The first major challenge faced by any person when setting out to become a better archer is physical strength, especially if a conventional bow is going to be used. It will be difficult for any beginner to draw even a forty pound bow, to hold it “anchored” for very long, or to control the release for maximum accuracy.
In the ancient past, specialized strength training for aspiring archers was limited to the use of the bow itself and to constant practice. Certainly, history proves that this was more than adequate for quite a long time. Typically, however, modern day life with all of its attribute labor saving devices does not produce rugged physiques and rock-hard muscles.
Fortunately, modern people have to their advantage a better understanding of the physiology behind being a good (or great) archer, and have some idea of the physical training that can be done to gain the strength that is needed in the shortest period of time with minimal risk of injury. So, in addition to taking up the bow, becoming a better archer also means hitting the weight room.
The muscles employed in holding the bow in position as the arrow is drawn are the triceps of the upper arm, the deltoid of the shoulder and the latissimus dorsi of the upper-back. Most of the force that goes into drawing the bow with the opposite arm comes from the rhomboids and the trapezius minor. The biceps do contribute quite a bit to the initial part of the draw, and if an archer is planning to use a conventional bow rather than a compound bow, then the biceps do require strengthening.

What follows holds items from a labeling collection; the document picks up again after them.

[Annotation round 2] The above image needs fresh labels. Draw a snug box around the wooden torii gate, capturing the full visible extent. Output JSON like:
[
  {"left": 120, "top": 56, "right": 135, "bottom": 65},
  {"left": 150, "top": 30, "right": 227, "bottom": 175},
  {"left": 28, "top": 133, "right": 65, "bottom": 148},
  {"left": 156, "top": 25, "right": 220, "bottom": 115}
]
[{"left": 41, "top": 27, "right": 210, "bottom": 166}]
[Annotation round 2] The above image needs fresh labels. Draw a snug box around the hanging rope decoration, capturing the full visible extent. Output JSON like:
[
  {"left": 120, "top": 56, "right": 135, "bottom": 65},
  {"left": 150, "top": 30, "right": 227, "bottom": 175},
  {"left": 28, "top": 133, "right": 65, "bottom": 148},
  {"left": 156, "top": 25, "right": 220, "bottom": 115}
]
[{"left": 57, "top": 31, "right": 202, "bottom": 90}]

The best exercises to strengthen the bow-side arm, the one that holds the bow, are lateral pull-downs, lateral arm raises, and push-ups. It is not advised to do these with just one arm, of course. Maximum results are always attained with a balanced, symmetrical workout. Do three sets of each. The weight and number of repetitions in each set should be determined by what amount causes that last two or three reps to be quite difficult. Strength training sessions should be done ten times every four weeks. That means that in the first week, there are three strength training sessions, and likewise in the third week. In the second week there should only be two strength training sessions, and likewise in the fourth. It is important to remember how critical rest is to successfully building muscle strength. Technically, muscle tissue weakens during a work-out. The “work” the muscle cells do on the cellular level that actually leads to greater strength happens during periods of rest.
The best exercises to strengthen the drawing arm, the one that pulls back on the arrow, are bent-over rows, reverse butterflies, and standing arm curls. Again, the exact training routine should be symmetrical, and should incorporate adequate periods of rest to allow for muscle tissue recovery.
In addition to just being able to pull back on the bow, a considerable amount of muscle tone is required to control the release of the arrow with any accuracy. Most of this comes from the muscles of the forearms. These muscles need to be developed especially if a mechanical grip is not going to be used.
For the most part, the exercises mentioned above will also contribute to forearm strength. However additional training that focuses on the grip alone should be included in an archer’s training regimen. The trick is not to add additional exercises just for the sake of the forearm, but to modify existing exercises to strengthen the grip. The first set of each exercise should be modified so that the weights are held in a pinch grip between the thumb and the four fingers. For example, the first set of bent-over rows should not be done with a dumbbell. A stack of disks should be pinched between fingers and thumb as the reps are carried out.
Finally, anyone training to be a better archer must not neglect cardiovascular training. Archery requires exertion. This leads to increased breathing, and uncontrolled breathing can detract from accuracy while trying to aim.
The kind of cardio training required for archery does not necessarily include signing up for a five kilometer running race. Twenty minutes of moderately intense exercise on a stationary bike three times a week should suffice.
This training regimen can be done in conjunction with regular archery practice, and is should be modified to fit with regular practice sessions. The main thing to keep in mind is to make sure that enough rest is allowed after each weight training session before the muscles are significantly stressed again.
Results will most likely become noticeable within eight weeks. For those who are serious about becoming better archers, and enhancing their skills with weight training, the fruits of extra effort in the gym will be rock-steady control of the bow and arrow, and a wicked aim.